1) Trust your instincts: There are lots of rotten doctors, really really lousy ones, wretched souls you wouldn’t want to know as people, much less trust with your health. But they aren’t any harder to suss out than the schmucks you meet in everyday life. If your gut says run, then run.

2) Don’t trust your instincts if a scalpel is involved: Subjective impression is meaningless when selecting a surgeon. Craft should trump your desire to like them; in fact, it’s OK to hate your surgeon. You simply need him to cut and sew very intelligently. So always select the surgeon who has already done the most iterations of whatever procedure you need. Stated in Zagat-ian terms: Which restaurant do you want to go to—the one with the line or the one that sits empty?
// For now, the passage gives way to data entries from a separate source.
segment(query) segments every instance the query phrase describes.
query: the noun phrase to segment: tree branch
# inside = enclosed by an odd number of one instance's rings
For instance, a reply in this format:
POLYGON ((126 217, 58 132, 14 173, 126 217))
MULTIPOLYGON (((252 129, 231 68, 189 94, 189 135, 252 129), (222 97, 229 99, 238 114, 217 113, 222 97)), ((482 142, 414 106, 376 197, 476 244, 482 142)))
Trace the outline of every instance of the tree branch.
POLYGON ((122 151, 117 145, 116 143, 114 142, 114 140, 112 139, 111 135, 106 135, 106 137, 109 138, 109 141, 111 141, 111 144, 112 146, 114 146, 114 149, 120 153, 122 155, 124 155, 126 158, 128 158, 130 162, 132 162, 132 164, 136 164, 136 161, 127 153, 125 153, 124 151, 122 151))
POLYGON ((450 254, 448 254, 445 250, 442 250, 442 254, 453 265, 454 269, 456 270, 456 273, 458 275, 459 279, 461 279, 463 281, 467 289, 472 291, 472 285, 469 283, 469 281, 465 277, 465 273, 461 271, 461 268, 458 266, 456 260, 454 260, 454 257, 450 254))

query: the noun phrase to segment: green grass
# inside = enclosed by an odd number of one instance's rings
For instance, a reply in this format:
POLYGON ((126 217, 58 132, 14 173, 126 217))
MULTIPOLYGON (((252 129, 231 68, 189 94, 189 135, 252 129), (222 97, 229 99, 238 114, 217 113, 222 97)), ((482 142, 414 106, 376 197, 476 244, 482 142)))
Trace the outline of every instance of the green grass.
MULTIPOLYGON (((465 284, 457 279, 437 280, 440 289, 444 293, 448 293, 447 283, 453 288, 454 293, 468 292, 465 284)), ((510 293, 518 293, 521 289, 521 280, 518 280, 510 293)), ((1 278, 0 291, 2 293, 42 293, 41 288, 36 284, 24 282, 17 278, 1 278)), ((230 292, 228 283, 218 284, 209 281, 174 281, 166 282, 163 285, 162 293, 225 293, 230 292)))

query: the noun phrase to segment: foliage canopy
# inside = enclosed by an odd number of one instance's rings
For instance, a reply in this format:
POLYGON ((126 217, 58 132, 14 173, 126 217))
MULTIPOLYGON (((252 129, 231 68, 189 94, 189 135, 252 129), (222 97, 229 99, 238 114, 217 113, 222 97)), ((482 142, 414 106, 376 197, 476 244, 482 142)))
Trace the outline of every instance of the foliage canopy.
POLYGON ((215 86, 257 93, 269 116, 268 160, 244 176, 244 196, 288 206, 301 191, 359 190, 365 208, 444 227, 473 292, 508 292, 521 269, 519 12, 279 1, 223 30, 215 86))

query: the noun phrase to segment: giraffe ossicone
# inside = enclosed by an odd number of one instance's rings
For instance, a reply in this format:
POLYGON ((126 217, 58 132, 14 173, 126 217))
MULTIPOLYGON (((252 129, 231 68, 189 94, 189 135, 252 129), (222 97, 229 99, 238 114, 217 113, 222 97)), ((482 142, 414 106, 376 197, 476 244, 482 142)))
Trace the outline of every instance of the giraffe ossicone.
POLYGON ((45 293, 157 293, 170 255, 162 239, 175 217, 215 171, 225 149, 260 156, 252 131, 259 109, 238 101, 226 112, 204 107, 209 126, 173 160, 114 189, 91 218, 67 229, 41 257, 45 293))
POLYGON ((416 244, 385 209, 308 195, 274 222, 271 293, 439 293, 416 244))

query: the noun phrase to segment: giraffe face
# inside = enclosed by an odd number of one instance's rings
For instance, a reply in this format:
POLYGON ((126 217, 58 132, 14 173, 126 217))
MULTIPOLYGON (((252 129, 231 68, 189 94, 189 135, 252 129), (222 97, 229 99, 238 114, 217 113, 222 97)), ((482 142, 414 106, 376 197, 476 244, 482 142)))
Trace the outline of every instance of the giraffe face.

3) Shop around: Diagnosticians, sensitive (and craftless) souls that we are, succeed only if we connect. A doctor who is beloved by one person can be a disaster for the next. Think of who ended up marrying whom—there simply is no accounting for taste. So look before you buy. Yes, it takes time, it takes money, it is humiliating and ridiculous and maybe just a sinister plot to give doctors more business. Do it anyway, and do it when you are well.

Magazine “best” lists are a good read for choosing things that don’t much matter, like fitness clubs and pizza and a summer vacation spot. But when it comes to the basics—health, education, and welfare—no one but a best-list maniac would seek counsel from the printed page. And for the maniacs, well, we can only hope that someone out there is polishing up a survey on the 10 best ways to cure a best-list addiction.